1. Normalisation of civil partnerships and blurring the lines with marriage: This arrangement is perfectly normal - it is not a fringe event in society. Indeed, Tom uses the presumptuous language of marriage even though 'gay marriage' has not yet been introduced by the State ('The two brides looked gorgeous in white'.)

2. The personal touch: Tom's lesbian friends had a civil partnership. It was a lovely day, but he's saddened on his friends' behalf because they aren't properly married. Everyone feel sorry for the two ladies who can't get married. Their love isn't properly recognised by the State because they're not married in the same ways as heterosexual folk. It was painful that they couldn't say they were married. Why is it that Tom says he was saddened, but does not say that they were saddened. Tom says, ' It's the language of contract law. It made me both sad and furious.' Anyone would have thought this civil partnership was about him. If they were saddened, he would surely say so, no? Still, saddened they may be, but do we make law on what different people think will make different people happy? Or, do we order it for the good of society? The State doesn't allow thieves to grab what they want from Curry's either, even though they want the plasma TV screens but perhaps cannot afford them. I want goose at Christmas but can't afford it. Poor me. Change the law to allow me too cook my goose though some would argue I'm doing that now. Oh, 'but gay marriage is different to theft'. No, no it isn't. Gay marriage is theft. Marriage belongs to man and woman.
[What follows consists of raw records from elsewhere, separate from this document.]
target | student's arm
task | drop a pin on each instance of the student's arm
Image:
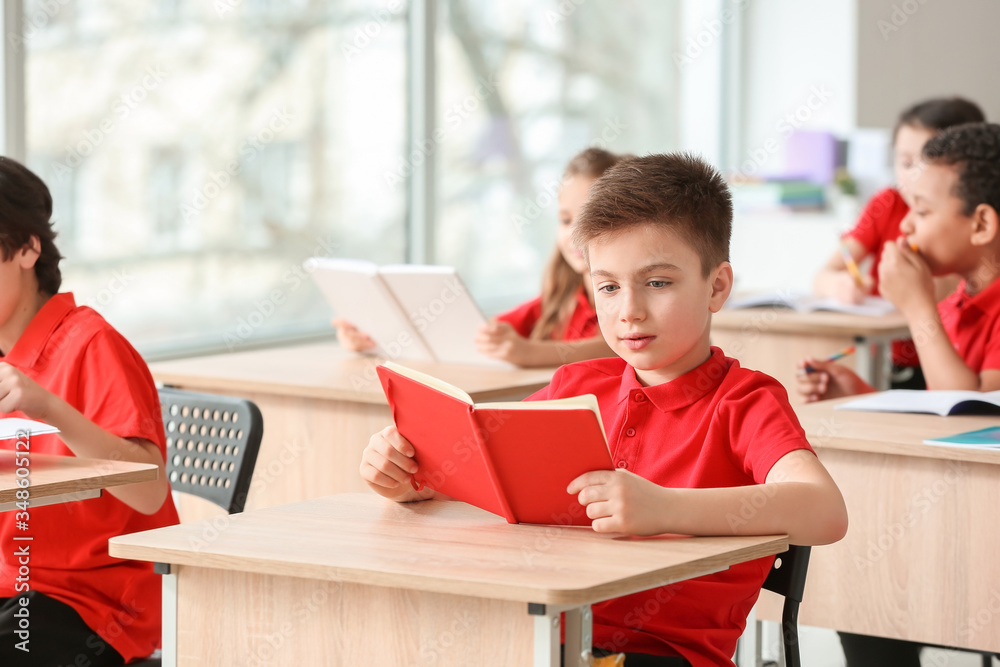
(499, 340)
(834, 280)
(906, 280)
(798, 498)
(387, 465)
(86, 439)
What the gay community cannot obtain naturally by virtue of the condition of homosexuality, they wish to acquire by robbery.
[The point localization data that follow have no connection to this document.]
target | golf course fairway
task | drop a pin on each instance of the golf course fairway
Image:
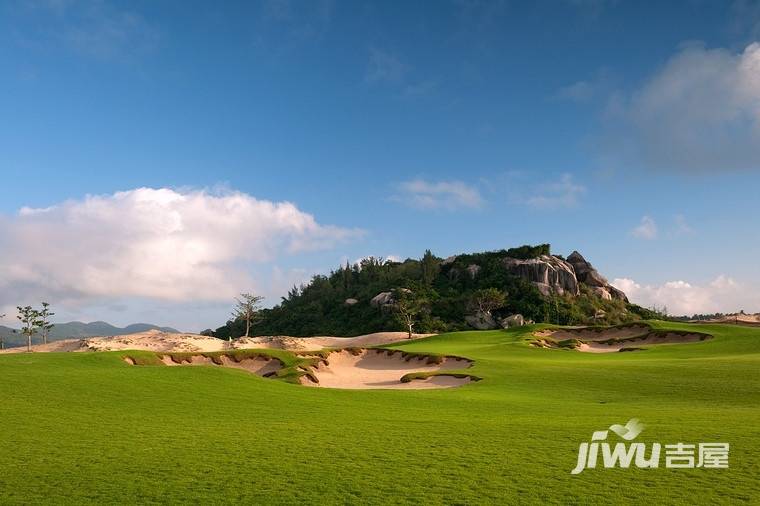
(88, 428)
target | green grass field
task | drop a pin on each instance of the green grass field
(88, 428)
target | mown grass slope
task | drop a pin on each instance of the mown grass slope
(88, 428)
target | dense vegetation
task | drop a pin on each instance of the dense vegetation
(446, 287)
2. The appeal to fairness: Tom moans, 'These two wonderful women wanted to tell the world they loved each other; what they got instead was Blairite third-way nonsense designed to avoid offending religious conservatives.' The secular viewpoint of marriage, which is attractive even to Christians, is to see marriage as a 'celebration of our love'. Traditionally, few people have made marriage law according to the 'celebratory principle'. It has been made for the common good of society and the procreation of children. It is tempting and seductive to see marriage as 'a celebration of our love'. It isn't. It is the lifelong union of man and woman in matrimony in a relationship of fidelity, mutual love and respect, harmonious with nature, ordered for the begetting of children. Anyway, why is he calling Civil Partnerships 'Blairite'. If it wasn't for Tony Blair, we wouldn't be in this almighty mess and people would still believe 'civil partnerships' to be something that happens in the business world when one accountant or lawyer starts a new firm with a friend. He's still crying bitter politically angry tears at his friend's civil partnership while everyone else presumably had a 'lovely day'. Do his friends realise just how self-centred he is?
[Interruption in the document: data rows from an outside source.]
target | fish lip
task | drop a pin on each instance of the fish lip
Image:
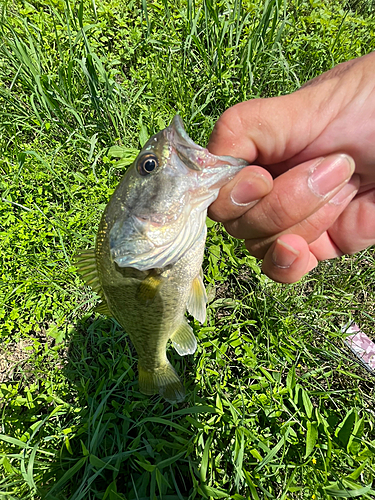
(191, 154)
(154, 219)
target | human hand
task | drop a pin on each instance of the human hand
(319, 146)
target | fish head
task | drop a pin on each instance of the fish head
(159, 209)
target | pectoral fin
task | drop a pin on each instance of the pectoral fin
(149, 287)
(198, 299)
(86, 264)
(183, 339)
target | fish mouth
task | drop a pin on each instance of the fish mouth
(191, 154)
(157, 220)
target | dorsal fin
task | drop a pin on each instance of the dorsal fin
(86, 264)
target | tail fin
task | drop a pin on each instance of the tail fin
(163, 380)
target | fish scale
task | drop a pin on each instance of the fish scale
(149, 249)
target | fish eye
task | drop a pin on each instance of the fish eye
(147, 163)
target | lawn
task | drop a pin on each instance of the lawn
(277, 407)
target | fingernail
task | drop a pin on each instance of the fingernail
(328, 174)
(347, 192)
(246, 191)
(284, 255)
3. What is marriage, anyway? Tom opines, 'Obviously, for some religions, marriage is about procreation. That's up to them – I don't like the idea that it means infertile couples' marriages are in some way lesser, but I don't get to tell each church what their marriage ceremonies are intended to achieve.' Eerie propaganda time. Tom is saying that for 'some religions', like the Christian one, for instance, marriage is about procreation. Notice how Tom doesn't say that he disagrees with that statement because if he did he would have to say that marriage is about prolonging bachelorhood. Instead, he insinuates that the Church is nasty for snidely talking behind infertile couples backs about how terrible they are for their infertility like two-faced jackals in Keeping Up Appearances. Show me the document where the Church condemns infertile couples and I'll eat this laptop. No, what the Church, in fact, teaches, is that deliberate sterility by artificial contraception in marriage is sinful, because marriage is ordered towards the procreation of new life and couples are co-creators with Almighty God in the bringing forth of new human life. The Church even teaches that natural family planning can also be abused to attempt to bring about the same effect. What the Church does not do is condemn the infertile. That is a total distortion of the Church's teaching.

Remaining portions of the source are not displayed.